According to the U.S. Department of Justice, identity theft and identity fraud are terms used to refer to all types of crime in which someone wrongfully obtains and uses another person's personal data in some way that involves fraud or deception, typically for economic gain. When someone gains access to your Social Security number, bank account numbers, and credit card accounts, they can use that information to steal from your accounts, open lines of credit in your name, or even completely assume your identity.

How They Do it

Identity thieves do not need to break into your house to get the vital information they need to steal your identity. Some of their A Masked Theif Stealing a Passwordtactics are simple and sneaky and others are quite sophisticated. The Justice Department identifies the following common methods used by thieves:

  • Shoulder surfing. In a public place, a thief may look over your shoulder to see your ATM PIN or watch you type in a credit card number or they may simply listen as you give a credit card number over the phone. Be very careful about where you are when you input these sensitive numbers and codes.

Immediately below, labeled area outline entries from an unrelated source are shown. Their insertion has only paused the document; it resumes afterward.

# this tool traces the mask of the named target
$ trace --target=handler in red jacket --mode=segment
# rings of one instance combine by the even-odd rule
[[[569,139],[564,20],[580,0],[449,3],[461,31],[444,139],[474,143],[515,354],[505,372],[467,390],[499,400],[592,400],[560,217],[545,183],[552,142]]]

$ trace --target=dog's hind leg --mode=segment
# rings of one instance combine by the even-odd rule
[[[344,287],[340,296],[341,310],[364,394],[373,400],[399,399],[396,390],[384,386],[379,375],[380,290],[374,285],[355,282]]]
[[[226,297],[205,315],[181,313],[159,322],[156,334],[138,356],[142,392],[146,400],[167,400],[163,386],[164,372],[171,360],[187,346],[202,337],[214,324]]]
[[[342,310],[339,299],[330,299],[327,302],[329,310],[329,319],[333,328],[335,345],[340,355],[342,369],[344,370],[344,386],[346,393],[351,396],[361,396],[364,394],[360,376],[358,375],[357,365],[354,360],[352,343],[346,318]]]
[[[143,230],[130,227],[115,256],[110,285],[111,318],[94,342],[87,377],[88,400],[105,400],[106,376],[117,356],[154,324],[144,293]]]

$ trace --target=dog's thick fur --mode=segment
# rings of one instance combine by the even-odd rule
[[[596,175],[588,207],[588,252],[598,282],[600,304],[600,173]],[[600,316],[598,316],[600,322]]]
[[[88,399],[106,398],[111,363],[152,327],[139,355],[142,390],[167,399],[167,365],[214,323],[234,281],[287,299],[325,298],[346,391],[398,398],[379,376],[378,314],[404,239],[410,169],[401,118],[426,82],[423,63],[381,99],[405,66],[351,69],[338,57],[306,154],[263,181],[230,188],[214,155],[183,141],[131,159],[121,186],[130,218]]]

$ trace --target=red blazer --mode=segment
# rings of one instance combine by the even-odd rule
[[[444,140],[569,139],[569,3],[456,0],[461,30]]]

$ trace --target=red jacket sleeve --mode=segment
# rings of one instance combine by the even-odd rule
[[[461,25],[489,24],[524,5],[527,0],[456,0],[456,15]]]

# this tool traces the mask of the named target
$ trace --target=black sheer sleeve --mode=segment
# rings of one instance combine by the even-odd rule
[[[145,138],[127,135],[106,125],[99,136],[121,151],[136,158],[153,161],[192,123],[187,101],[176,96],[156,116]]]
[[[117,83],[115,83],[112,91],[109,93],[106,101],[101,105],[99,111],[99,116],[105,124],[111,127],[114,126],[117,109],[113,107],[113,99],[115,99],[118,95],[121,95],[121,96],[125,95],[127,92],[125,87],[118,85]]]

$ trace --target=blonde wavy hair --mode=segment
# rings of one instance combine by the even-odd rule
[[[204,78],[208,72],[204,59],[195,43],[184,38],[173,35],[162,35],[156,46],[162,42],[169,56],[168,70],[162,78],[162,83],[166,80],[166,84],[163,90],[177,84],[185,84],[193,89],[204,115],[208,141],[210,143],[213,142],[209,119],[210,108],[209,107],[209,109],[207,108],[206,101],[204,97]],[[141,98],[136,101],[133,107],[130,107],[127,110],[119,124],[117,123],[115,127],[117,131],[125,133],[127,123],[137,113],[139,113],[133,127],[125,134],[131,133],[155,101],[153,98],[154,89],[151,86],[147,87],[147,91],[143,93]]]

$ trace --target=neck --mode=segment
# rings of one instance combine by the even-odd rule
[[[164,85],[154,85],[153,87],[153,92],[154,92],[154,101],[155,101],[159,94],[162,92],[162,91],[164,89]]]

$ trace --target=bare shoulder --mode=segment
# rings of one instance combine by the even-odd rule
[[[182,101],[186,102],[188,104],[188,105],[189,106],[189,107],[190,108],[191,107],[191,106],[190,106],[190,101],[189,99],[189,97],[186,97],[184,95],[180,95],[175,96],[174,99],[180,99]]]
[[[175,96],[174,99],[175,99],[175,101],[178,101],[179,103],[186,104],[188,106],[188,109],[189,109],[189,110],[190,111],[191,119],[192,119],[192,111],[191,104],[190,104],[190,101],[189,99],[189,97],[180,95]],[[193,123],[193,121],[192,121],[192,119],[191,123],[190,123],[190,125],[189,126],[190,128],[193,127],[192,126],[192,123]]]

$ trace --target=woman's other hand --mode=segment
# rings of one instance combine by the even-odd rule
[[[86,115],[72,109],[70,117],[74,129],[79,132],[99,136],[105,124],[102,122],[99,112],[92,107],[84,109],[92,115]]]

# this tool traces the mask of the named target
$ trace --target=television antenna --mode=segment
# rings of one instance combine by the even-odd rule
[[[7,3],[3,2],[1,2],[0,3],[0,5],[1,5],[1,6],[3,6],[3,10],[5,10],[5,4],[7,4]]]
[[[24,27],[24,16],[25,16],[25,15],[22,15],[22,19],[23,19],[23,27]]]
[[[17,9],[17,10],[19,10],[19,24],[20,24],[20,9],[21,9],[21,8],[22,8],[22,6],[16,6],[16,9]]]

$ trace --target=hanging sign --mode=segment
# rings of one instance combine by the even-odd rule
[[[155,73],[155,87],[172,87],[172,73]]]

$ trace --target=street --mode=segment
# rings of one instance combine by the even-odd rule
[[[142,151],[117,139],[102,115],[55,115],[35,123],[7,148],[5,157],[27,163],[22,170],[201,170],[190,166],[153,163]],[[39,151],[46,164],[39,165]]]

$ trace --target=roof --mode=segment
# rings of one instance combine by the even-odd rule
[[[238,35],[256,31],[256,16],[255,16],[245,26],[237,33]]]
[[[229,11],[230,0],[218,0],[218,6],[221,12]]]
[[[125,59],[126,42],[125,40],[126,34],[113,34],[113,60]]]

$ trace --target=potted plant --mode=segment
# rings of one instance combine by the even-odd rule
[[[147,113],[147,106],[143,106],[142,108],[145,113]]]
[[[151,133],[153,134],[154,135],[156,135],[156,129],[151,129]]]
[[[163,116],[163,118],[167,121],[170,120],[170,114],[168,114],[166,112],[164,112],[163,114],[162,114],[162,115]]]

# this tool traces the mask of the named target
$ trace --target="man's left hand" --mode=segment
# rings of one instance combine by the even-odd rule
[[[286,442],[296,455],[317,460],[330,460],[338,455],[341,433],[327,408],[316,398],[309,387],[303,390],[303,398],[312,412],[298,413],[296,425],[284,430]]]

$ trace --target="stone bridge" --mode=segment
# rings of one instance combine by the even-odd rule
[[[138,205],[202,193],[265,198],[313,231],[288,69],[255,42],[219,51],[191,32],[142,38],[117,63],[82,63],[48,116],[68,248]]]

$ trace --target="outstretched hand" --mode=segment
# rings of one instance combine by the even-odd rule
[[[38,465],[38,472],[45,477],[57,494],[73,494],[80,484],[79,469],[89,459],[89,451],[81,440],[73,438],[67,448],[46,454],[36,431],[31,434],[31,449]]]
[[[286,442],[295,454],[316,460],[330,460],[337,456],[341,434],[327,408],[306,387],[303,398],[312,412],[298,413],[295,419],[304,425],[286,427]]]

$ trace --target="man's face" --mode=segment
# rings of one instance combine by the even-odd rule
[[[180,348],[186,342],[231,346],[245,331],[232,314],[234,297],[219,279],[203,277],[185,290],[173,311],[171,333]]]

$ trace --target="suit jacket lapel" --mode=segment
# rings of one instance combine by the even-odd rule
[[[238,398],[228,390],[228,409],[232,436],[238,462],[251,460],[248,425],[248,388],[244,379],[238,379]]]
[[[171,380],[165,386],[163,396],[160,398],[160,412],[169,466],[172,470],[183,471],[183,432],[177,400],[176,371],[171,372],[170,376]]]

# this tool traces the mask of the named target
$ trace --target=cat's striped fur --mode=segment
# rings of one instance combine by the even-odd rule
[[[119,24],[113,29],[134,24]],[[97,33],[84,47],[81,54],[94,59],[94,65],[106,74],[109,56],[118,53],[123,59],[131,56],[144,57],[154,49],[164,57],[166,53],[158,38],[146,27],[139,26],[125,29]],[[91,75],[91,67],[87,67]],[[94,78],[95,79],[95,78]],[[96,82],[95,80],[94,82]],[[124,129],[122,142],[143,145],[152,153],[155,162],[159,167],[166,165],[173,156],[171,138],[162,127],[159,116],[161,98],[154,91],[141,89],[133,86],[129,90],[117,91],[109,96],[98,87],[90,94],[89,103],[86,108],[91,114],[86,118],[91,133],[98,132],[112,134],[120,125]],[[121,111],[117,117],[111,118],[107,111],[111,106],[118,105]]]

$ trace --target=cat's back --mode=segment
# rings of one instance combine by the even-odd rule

  • Stealing mail. When you receive a pre-approved credit card offer in the mail, you may toss it straight into your recycling bin. However, a thief can steal that out of your garbage and try to activate the account. Always shred this kind of mail before recycling it.

  • Email spam. If you receive an email asking you to reply with private information, never do it. A legitimate business will never solicit personal information from you. These emails are coming from thieves who will use the information to open a credit card in your name or to access your bank accounts.

  • Hacking into online records. This tactic requires a great deal of computer skill, but is becoming more and more common. Whether your personal accounts are hacked, or a major retailer, creditor, or bank is compromised, once a thief has your information, he can steal much more than money from you.

  • Skimming. In this method, a thief attaches an electronic data collection device to an ATM or point of sale outlet to capture your information when you slide your card. You will not see the device and will not know the information has been stolen.

  • Direct theft. While thieves in the past may have stolen your wallet for the cash, or perhaps to use a credit card until it was reported stolen, they will now use the cards in your wallet to steal your identity. They can open new credit cards and access your accounts with the information found in your wallet or purse. Never carry your Social Security card on your person.

With some of these methods, there is simply no way to protect yourself. That is why it is important to check your credit report often so that you will know as soon as something suspicious has happened. When your identity has been stolen, it is important to take action quickly.